蔵王連峰(ざおうれんぽう)は、東北地方の中央を南北に連なる奥羽山脈の中にあって、宮城県山形県の両県南部の県境に位置する連峰[1][2][3][4]。奥羽山脈において時と場所を移しながら次々と繰り返された火山活動によって形成された複合火山群である[5]

玄武岩、安山岩の成層火山群の活火山であり、気象庁常時観測火山[6]に含まれている。火口湖である御釜や噴気口が見られる。裾野には温泉スキー場があり、両県における主要観光地の1つである。

名称[編集]

蔵王連峰は山々の集まりの総称であり、蔵王山という単独峰があるわけではない[1][2][3][4]。蔵王連峰の中で、宮城県側の部分が「宮城蔵王」、山形県側の部分が「山形蔵王」とも呼ばれる[1][2]。また、蔵王連峰を北蔵王、南蔵王の二つに分ける区分や、御釜などがある部分を中央蔵王として、その東西南北を東蔵王、西蔵王、南蔵王、北蔵王の五つに区分する見方もある[注 1][1][2][7]
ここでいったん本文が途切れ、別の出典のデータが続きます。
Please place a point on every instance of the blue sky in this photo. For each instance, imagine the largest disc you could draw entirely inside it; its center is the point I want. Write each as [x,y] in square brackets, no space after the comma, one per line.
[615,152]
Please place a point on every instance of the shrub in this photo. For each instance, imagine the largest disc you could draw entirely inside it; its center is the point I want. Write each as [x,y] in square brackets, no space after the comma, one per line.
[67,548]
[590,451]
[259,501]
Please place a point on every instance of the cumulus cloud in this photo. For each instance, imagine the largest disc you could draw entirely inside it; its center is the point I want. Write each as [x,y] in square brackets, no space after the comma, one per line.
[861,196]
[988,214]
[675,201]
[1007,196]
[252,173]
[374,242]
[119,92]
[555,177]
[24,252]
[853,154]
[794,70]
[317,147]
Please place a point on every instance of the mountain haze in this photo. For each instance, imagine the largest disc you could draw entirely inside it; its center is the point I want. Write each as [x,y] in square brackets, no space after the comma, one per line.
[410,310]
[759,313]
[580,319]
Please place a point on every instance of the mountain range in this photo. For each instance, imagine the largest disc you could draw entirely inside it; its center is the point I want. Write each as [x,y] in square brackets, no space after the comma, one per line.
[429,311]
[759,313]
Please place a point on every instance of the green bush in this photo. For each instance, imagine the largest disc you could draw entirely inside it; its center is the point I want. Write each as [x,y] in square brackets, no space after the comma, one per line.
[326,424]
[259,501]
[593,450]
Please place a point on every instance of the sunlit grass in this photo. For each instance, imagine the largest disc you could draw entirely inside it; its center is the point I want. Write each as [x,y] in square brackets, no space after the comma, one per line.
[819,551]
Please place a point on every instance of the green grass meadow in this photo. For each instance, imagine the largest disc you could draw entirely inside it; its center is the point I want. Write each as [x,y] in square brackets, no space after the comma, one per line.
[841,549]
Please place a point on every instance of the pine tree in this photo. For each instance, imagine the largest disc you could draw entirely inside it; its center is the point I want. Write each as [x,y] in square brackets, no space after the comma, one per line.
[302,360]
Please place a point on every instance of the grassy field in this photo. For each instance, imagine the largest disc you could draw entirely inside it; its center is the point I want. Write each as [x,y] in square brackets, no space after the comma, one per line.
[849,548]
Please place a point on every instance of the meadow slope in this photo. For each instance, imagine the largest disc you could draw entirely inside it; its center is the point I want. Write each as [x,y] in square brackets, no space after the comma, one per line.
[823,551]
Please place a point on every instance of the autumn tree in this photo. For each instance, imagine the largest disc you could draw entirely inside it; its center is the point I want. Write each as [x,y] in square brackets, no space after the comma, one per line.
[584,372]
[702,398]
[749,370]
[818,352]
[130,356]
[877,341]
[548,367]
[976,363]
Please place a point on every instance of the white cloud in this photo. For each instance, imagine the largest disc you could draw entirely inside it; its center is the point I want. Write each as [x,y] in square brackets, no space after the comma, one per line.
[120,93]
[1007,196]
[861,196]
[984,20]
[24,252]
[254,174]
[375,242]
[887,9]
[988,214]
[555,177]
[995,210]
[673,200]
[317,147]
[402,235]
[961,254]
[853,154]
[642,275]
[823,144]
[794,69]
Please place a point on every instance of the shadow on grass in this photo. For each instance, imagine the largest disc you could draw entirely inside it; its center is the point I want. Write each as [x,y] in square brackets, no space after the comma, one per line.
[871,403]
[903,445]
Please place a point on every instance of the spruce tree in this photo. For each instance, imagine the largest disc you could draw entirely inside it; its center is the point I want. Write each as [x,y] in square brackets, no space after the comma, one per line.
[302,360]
蔵王山の名称は、蔵王権現がこの山に祀られた事に由来する[1][2][3][4]

蔵王連峰は古くは刈田嶺、不忘山(わすれずのやま)と呼ばれた。刈田嶺の文献上の初出は平安時代の歴史書『続日本後紀』の承和11年8月17日の条である[3]。不忘山は歌に見られる。平安時代の和歌集『古今和歌六帖』に「みちのくに あぶくまがはの あなたにや 人わすれずの 山はさかしき」という歌がある。また『枕草子』の第13段「山は」の部分にわすれずの山が表れる[2]。ただし、歴史的な文献に表れる蔵王関係の山が現在のどの山に相当するのか、確定はしがたい[1][2]。明治の初め頃の文献においても、蔵王嶽、不忘山、刈田嶽と表記の揺れが見られた[1]。現在、不忘山と呼ばれる山は、かつては南森、御前岳と呼ばれていた[2]

蔵王山の読み方[編集]

1931年昭和6年)、蔵王連峰がまたがる宮城県の柴田郡川崎村[注 2]刈田郡宮村[注 3]、山形県の南村山郡堀田村[注 4]および中川村[注 5]の計4村が国土地理院に「蔵王山」の読み方を「ざおうん」で申請して、これが表記登録された[8]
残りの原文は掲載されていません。